Raging Love (eBook)
160 Seiten
Meyer & Meyer (Verlag)
978-1-78255-514-8 (ISBN)
Jimmie D. King was a certified personal trainer for 21 years and a group fitness instructor for 5 years. He is a certified sports nutritionist. He was a photojournalist for Female Bodybuilding Magazine and a manager/engineer for Pfizer Pharmaceutical, Avon Cosmetics, and Mobil Oil. Jim is also a successful athlete and has set the US national deadlift record (635 lb.) and has spent years as a player and coach for various sports. He was a 2017 IsaBody Challenge Finalist and Runner-Up. Lori Ann King is the author of Come Back Strong, Balanced Wellness After Surgical Menopause, and a two-time contributor to the Chicken Soup For the Soul series. She is the creator of the online bite-size course Balanced Wellness During Menopause. King has an undergraduate degree in Recreation from Western State College of Colorado and an advanced certificate in Information Management from Syracuse University. She was a 2019 IsaBody Challenge Finalist.

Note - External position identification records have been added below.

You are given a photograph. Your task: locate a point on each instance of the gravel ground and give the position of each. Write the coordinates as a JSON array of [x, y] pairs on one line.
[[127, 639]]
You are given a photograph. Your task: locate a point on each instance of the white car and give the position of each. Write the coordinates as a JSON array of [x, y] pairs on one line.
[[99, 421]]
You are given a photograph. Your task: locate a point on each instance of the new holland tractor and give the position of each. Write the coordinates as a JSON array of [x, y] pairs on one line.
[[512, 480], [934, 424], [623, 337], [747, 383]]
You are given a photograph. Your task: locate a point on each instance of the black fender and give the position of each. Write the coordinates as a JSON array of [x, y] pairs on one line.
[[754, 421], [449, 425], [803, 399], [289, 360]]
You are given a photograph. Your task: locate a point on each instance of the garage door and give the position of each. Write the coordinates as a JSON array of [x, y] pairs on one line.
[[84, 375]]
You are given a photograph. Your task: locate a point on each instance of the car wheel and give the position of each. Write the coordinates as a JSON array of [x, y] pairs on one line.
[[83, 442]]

Jimmie D. King was a certified personal trainer for 21 years and a group fitness instructor for 5 years. He is a certified sports nutritionist. He was a photojournalist for Female Bodybuilding Magazine and a manager/engineer for Pfizer Pharmaceutical, Avon Cosmetics, and Mobil Oil. Jim is also a successful athlete and has set the US national deadlift record (635 lb.) and has spent years as a player and coach for various sports. He was a 2017 IsaBody Challenge Finalist and Runner-Up. Lori Ann King is the author of Come Back Strong, Balanced Wellness After Surgical Menopause, and a two-time contributor to the Chicken Soup For the Soul series. She is the creator of the online bite-size course Balanced Wellness During Menopause. King has an undergraduate degree in Recreation from Western State College of Colorado and an advanced certificate in Information Management from Syracuse University. She was a 2019 IsaBody Challenge Finalist.
I. TRUTH
Not My Child
My relationship with my father was bad from the day I was born. That’s what my mother told me.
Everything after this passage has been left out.